A critical lesson from the COVID-19 pandemic is that we must invest in strengthening the health workforce to enable equitable pandemic prevention, preparedness, and response and deliver essential health services. The following are urgent actions that finance ministers, health ministers, other policymakers, and donors must undertake at all levels to prepare the workforce for the future and ensure universal health coverage.

  1. Allocate increased, dedicated funding for long-term health systems and health workforce strengthening. Donors should support low- and middle-income countries’ health system reforms to build and sustain their health workforce, including nurses, midwives, and community health workers (CHWs). National-level stakeholders, including ministries of health, ministries of finance, and the private sector should collaborate to expand fiscal space and align budgeting for the health workforce needed for universal health coverage.

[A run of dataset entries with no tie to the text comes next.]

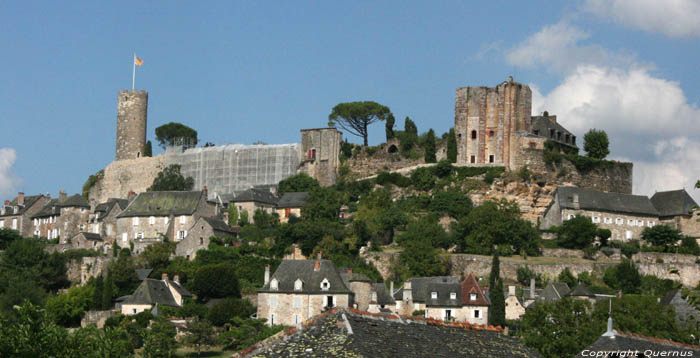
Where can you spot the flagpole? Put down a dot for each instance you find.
(133, 73)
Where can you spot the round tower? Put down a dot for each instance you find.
(132, 110)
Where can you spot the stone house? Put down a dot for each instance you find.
(198, 236)
(153, 293)
(290, 204)
(17, 214)
(626, 216)
(62, 217)
(679, 211)
(155, 214)
(301, 289)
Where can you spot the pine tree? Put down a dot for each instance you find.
(452, 146)
(430, 147)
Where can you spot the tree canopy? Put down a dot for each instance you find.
(167, 134)
(355, 117)
(596, 144)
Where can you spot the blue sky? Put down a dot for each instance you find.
(239, 72)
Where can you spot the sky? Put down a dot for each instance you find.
(241, 72)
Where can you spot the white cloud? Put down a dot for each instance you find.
(8, 181)
(559, 48)
(669, 17)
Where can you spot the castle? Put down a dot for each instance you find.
(227, 169)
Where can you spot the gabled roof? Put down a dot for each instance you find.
(673, 203)
(152, 291)
(292, 200)
(256, 196)
(163, 203)
(601, 201)
(471, 285)
(291, 270)
(351, 333)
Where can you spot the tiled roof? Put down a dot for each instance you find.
(163, 203)
(623, 341)
(351, 333)
(292, 200)
(601, 201)
(291, 270)
(673, 203)
(257, 196)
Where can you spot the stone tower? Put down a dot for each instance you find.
(132, 110)
(488, 121)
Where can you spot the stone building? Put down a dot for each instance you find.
(156, 214)
(198, 236)
(301, 289)
(290, 204)
(679, 211)
(626, 216)
(153, 293)
(494, 125)
(17, 214)
(62, 217)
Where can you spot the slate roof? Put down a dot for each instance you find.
(163, 203)
(385, 336)
(152, 291)
(419, 286)
(601, 201)
(292, 200)
(257, 196)
(28, 202)
(673, 203)
(291, 270)
(623, 341)
(53, 207)
(544, 124)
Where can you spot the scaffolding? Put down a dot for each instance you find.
(232, 168)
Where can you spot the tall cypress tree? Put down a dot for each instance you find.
(452, 146)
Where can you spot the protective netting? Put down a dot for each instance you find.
(230, 169)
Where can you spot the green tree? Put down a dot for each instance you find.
(297, 183)
(355, 117)
(170, 179)
(452, 146)
(577, 233)
(429, 147)
(389, 126)
(200, 334)
(596, 144)
(216, 281)
(661, 235)
(168, 134)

  2. Train and employ new health workers and retain existing health workers to meet health needs. Provide fair and timely pay and career advancement opportunities. Ensure gender equitable preservice training, recruitment, and compensation. Provide supportive supervision, continuing in-service education, and supplies and commodities to enable health workers to deliver high-quality and responsive health services and improve population health outcomes. Define workforce standards with a gender lens and include responsibilities and tasks, educational guidelines, and minimum competency requirements.
  3. Ensure safe and decent work for all health workers, including women and community health workers. Provide health workers adequate protection, including personal protective equipment, and ensure adequate water, sanitation, and hygiene services. Address violence against health workers and foster policies and investments that improve their working conditions, including by preventing and addressing gender-based exploitation, abuse, and harassment. Ensure adequate infrastructure and access to health services for all health workers—including mental health care and vaccination—without financial hardship.
  4. Integrate community health workers into national health systems and pay them fairly. CHWs in particular are under-supported, even though they play a crucial role in pandemic response and providing quality care, and they could be tapped to do even more. Many CHWs are not paid or are underpaid, and most of them are women. Collect data on all health workers disaggregated by gender, age, type, location, and contract; track service delivery and health outcome information; and use data for better informed workforce planning. Services provided by community health workers, in particular, must be tracked separately to optimize resources and impact.
  5. Involve frontline health workers—including women, nurses, midwives, and community health workers—in health policymaking, including emergency response committees, budget planning, and donor consultations so that their needs and lived realities are considered. Ensure global health initiatives include frontline health workers in health policy planning bodies, such as in Global Fund Country Coordinating Mechanisms and ensure frontline health workers are included in key planning processes, such as the development of PEPFAR Country Operational Plans and proposals to the Pandemic Fund.